Personnel health care contracts are the most complicated ones as they regulate the relations between people, or people and organizations, who function as employers and employees. As compared to managed care, suppliers (equipment), and units health care contracts, the contracts regulating personnel relations are the largest in scope as they encompass such areas of health care as medical knowledge required, payment details, and the system of fines and rewards adopted by a health care provider (Reschovsky et al, 2008, p. 256).
Cases of Necessity
Personnel health care contracts are also used in a wide variety of cases in health care. To put it generally, no health care service is possible without respectively qualified personnel, so any health care provider has to conclude numerous personnel contracts before it can start providing health care services to its clients (Reschovsky et al, 2008, p. 258). Personnel contracts are thus used to create the staff of a health care organization and to provide this organization with the professional workers to properly handle the medical equipment the organization has.

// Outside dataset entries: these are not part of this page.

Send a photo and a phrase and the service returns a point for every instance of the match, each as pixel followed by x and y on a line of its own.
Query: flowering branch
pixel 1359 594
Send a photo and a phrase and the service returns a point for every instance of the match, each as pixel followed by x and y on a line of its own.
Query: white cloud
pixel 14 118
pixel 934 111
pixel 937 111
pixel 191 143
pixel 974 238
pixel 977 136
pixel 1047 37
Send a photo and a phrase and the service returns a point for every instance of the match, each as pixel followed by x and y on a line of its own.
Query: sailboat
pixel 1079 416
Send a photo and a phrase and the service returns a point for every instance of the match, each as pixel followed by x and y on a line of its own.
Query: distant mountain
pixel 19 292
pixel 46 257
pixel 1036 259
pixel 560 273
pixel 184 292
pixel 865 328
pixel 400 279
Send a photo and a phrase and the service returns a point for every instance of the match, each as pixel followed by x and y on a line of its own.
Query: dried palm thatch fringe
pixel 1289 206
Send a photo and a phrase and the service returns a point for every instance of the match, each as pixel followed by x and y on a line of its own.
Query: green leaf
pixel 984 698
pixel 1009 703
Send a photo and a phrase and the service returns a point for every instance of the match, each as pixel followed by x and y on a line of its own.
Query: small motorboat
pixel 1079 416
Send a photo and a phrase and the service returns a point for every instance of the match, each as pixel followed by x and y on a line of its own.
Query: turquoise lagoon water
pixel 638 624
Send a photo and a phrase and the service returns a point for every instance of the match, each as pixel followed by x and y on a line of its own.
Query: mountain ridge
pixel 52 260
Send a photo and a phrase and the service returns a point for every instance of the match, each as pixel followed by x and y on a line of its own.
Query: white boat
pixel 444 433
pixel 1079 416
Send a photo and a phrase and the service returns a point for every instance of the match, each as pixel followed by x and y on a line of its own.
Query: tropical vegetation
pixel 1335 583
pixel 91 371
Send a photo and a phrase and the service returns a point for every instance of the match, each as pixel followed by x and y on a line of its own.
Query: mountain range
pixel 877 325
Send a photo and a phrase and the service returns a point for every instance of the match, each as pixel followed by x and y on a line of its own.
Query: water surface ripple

The union’s health care contracts present the largest difficulty from the legislative point of view. Unions contracts are concluded, as a rule, either between employees who want their interests to be protected or between the employees and employee unions with the latter protecting the rights of the former while these employees work for a health care provider (Reschovsky et al, 2008, p. 255).
In comparison to managed care, suppliers (equipment), and personnel contracts, union health care contracts are closely related to personnel ones as both these contract types deal with the working functions and protection of rights for health care facilities’ employees (Boyle et al., 2001, p. 94). However, about managed care and suppliers (equipment) contracts, unions are equally important as they regulate the relations between various interest groups, like patients and health care providers, in the system of health care.
Cases of Necessity
The union health care contracts are used when the employees feel the need for protection of their interests in the workplace about their potential employees. The employers, i. e. health care providers, might also resort to unions contracts to obtain legislative support in any potential disputes with their employees (Reschovsky et al, 2008, p. 255).
Thus, health care contracts constitute a substantial part of the health care system. The managed care, suppliers (equipment), personnel, and unions contracts are at the core of the contract system in health care as these contracts regulate the relations of employers and employees, provide rights protection for both, and ensure that the patients obtain the professional and timely health care services.
Boyle P.J., DuBose, E.R., Ellingson, S.J., Guinn, D.E. & McCurdy, D.B. (2001). Organizational Ethics in Healthcare: Principals, cases, and practical solutions. San Francisco:Jossey-Bass.
Chernew, M. (2008). Achieving Value in Healthcare, The American Journal of Managed Care, 11(3), 138 – 139.
HP. (2009). The Best Medicine for Managing Healthcare Contracts. Web.
Kaiser, H. (2008). The Public, Managed Care, and Consumer Protections. Web.
Lawriter. (2008). Health Care Contracts Definitions. Ohio Laws and Rules. Web.
Reschovsky, J., Reed, M., Blumenthal, D., and Landon, B. (2001). Physicians’ Assessments of Their Ability to Provide High-Quality Care in a Changing Health Care System, Medical Care, 39(3), 254-269.